Liona pun meminta kepada pasukan yang diutus Ran untuk menunggu. Mereka kemudian mematuhi permintaan Liona. Lantas Liona pun segera masuk ke dalam hutan bersama Han. Mereka berjalan bersama bak pulang ke kampung halaman.
Ayah, Ibu, maafkan Liona yang belum bisa pulang ke istana. Ruang gerak Liona dibatasi di istana Rusmania. Sedang Liona tidak bisa kembali begitu saja. Liona khawatir pasukan Ran akan mengobrak-abrik hutan ini untuk mencari Liona. Karena sekarang ratu telah meminta Liona untuk menikah dengan Ran. Dan Ran pun menyetujuinya.
Jauh di dalam lubuk hati Liona menginginkan pulang ke istana serigala. Tempat di mana ia dibesarkan dengan penuh kasih sayang dan perhatian Ratu Endless, ibu angkatnya.
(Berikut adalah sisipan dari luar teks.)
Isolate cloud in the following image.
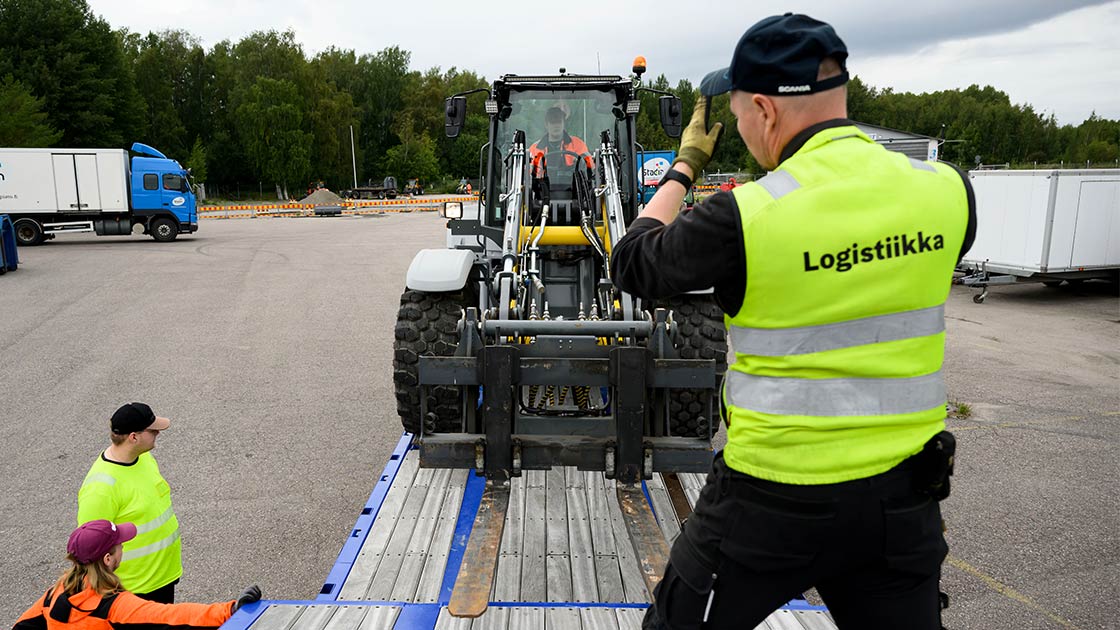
[853,3,1120,124]
[90,0,1120,122]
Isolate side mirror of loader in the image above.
[657,95,681,138]
[444,96,467,138]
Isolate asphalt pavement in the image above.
[0,213,1120,629]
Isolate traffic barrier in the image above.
[198,195,478,219]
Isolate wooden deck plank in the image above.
[595,555,638,602]
[353,606,401,630]
[436,608,475,630]
[587,473,618,556]
[579,608,618,630]
[292,605,338,630]
[338,456,420,601]
[470,606,510,630]
[323,605,371,630]
[544,608,582,630]
[615,608,645,630]
[411,470,470,603]
[251,604,306,630]
[521,471,548,602]
[604,480,651,604]
[491,476,525,602]
[567,482,600,602]
[544,467,571,602]
[615,484,669,593]
[645,473,681,542]
[794,610,837,630]
[510,606,544,630]
[361,469,435,600]
[389,469,451,602]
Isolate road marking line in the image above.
[945,556,1077,630]
[952,423,1024,432]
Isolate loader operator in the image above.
[612,13,976,630]
[529,104,591,173]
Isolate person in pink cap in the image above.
[12,520,261,630]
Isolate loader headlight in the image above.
[439,202,463,219]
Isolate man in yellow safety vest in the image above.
[612,13,976,630]
[77,402,183,604]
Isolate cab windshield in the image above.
[487,86,635,225]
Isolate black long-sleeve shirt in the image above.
[610,119,977,315]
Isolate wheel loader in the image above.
[393,64,727,617]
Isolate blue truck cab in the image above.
[129,142,198,241]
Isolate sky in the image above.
[88,0,1120,124]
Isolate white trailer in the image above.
[960,168,1120,304]
[0,142,198,245]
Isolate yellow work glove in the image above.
[673,96,724,180]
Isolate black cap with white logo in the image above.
[700,13,848,96]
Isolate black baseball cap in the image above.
[109,402,171,435]
[700,13,848,96]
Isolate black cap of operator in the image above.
[700,13,848,96]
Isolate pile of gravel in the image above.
[299,188,343,205]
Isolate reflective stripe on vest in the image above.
[121,528,179,562]
[725,370,945,416]
[132,506,175,536]
[82,472,116,485]
[722,126,968,484]
[730,304,945,356]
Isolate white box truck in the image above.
[0,142,198,245]
[960,168,1120,303]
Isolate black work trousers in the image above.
[643,453,949,630]
[132,580,179,604]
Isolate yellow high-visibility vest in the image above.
[724,127,969,484]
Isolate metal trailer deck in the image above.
[222,434,836,630]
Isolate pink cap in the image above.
[66,519,137,564]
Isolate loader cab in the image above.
[482,75,637,226]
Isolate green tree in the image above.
[237,76,311,192]
[382,114,439,182]
[0,75,63,147]
[185,138,207,184]
[0,0,144,147]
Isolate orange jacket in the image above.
[12,589,233,630]
[529,131,591,172]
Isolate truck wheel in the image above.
[148,219,179,243]
[12,219,44,247]
[393,290,469,433]
[654,295,727,437]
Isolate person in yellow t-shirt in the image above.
[77,402,183,604]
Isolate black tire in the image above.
[148,217,179,243]
[12,219,45,247]
[655,295,727,437]
[393,290,473,433]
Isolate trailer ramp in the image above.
[223,434,836,630]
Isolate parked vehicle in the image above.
[0,142,198,245]
[340,177,396,200]
[960,168,1120,304]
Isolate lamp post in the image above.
[351,124,357,188]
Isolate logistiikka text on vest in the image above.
[803,232,945,272]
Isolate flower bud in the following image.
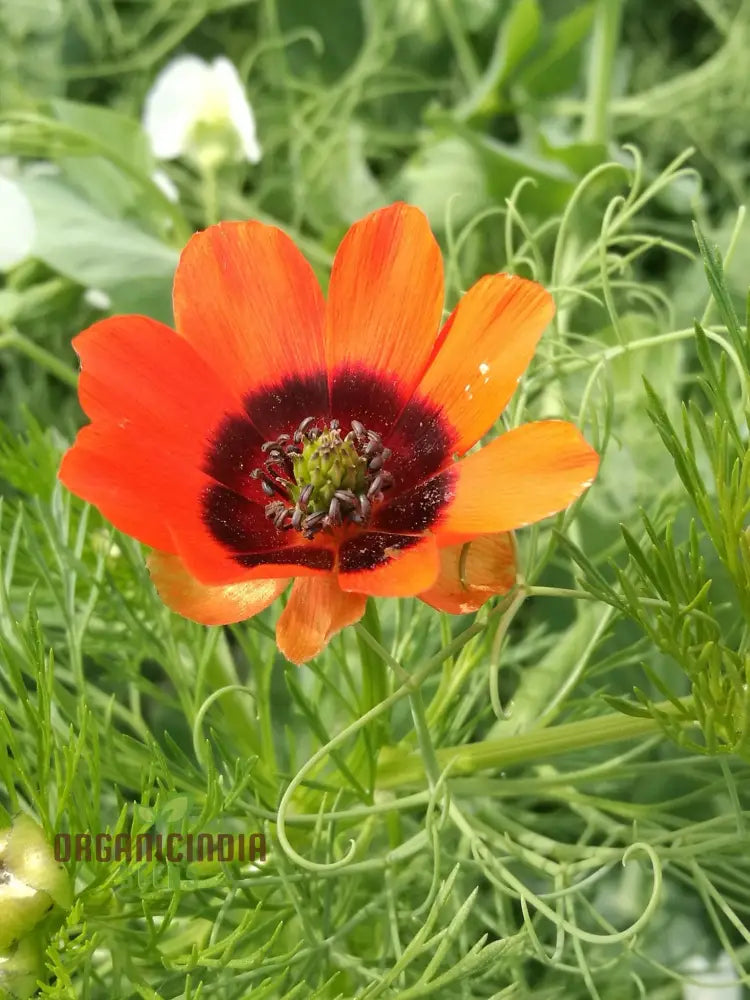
[0,814,72,953]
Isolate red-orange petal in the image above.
[417,274,555,455]
[276,574,367,664]
[325,202,443,422]
[59,316,247,551]
[419,532,516,615]
[173,221,328,419]
[433,420,599,544]
[147,552,289,625]
[339,531,440,597]
[73,315,242,460]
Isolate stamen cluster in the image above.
[253,417,393,539]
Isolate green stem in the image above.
[0,329,78,388]
[581,0,622,142]
[438,0,482,89]
[376,698,693,789]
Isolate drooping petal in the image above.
[408,274,555,455]
[338,531,440,597]
[419,532,516,615]
[174,222,328,428]
[433,420,599,544]
[147,552,289,625]
[276,574,367,664]
[326,203,443,426]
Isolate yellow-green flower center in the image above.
[289,429,367,513]
[253,417,393,538]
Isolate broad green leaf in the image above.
[21,177,177,304]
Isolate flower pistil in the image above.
[252,417,393,539]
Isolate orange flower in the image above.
[59,203,598,663]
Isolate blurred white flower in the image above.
[0,174,36,271]
[682,952,742,1000]
[143,56,261,166]
[151,170,180,203]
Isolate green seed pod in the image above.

Namun, kini ruang gerak Liona terbatas dan ke mana-mana harus mendapat pengawasan yang ketat. Liona pun tidak bisa macam-macam apalagi sampai pergi ke hutan sendiri. Risiko besar akan ditanggungnya jika berani melanggar aturan.
Kini Liona dan Han memasuki hutan untuk mencari akar-akaran yang dimaksud. Tampak Han yang mengarahkan Liona ke tempat tumbuhan tersebut. Han pun menoleh ke belakang untuk memastikan utusan istana tidak ada yang melihatnya. Namun, tim pemanah mengawasi Liona dari sana. Han pun jadi ragu untuk mengajak Liona pulang sebentar ke istana.
"Ibu dan ayah merindukanmu, Liona." Han mengatakan.
Liona terdiam sejenak. Ia teringat dengan ayah dan ibunya. Liona kemudian berdiri menghadap Han.
"Aku juga rindu. Tapi belum bisa pulang ke istana," jawab Liona yang menampakkan raut wajah sedihnya. "Aku juga punya misi. Dan kau tahu apa misi itu." Liona menuturkan.
"Bukan karena kau mengetahui yang sebenarnya?" tanya Han kemudian.
Liona mengernyitkan dahinya. "Apa maksudmu?" Ia ternyata belum tahu siapa Han dan ayah ibunya.
"Pangeran Han, tolong bantu aku untuk menyelesaikan urusan ratu. Entah mengapa hatiku begitu bersemangat untuk memecahkan masalah ini. Aku juga tidak tahu mengapa. Tapi aku percaya akan ada kabar gembira setelahnya. Jadi tolong bantu aku ya." Liona meminta.
Han mengangguk. Ia pun bersedia. Han kemudian mengambilkan akar-akaran yang Liona butuhkan. Liona juga segera memasukkannya ke dalam keranjang yang ia bawa. Sedang pasukan istana masih menjagai mereka. Liona pun cepat-cepat menyelesaikan tugasnya.
Aku harap akan ada kabar gembira setelah ini. Entah mengapa perasaanku begitu kuat untuk menolong ratu. Aku merasa seperti membela ibuku sendiri. Apakah benar ratu adalah ibuku?
Liona bertanya-tanya dalam hati.
Jika benar, lalu siapa yang kupanggil ayah dan ibu di istana itu? Apakah benar mereka adalah kawanan serigala yang membesarkanku?
Liona memikirkannya.
Akh! Kepalaku pusing sekali. Mungkin lebih baik mengikuti alurnya saja. Dengan tetap berusaha dan bersemangat di setiap keadaan. Aku yakin bisa menggapai cita-cita dan impian.
Lantas Liona pun tidak ingin memikirkan siapa ayah ibu Han di dalam hutan. Ia biarkan mengalir begitu saja. Berharap jawaban itu segera didapatkannya. Liona optimis dalam menjalani kehidupan.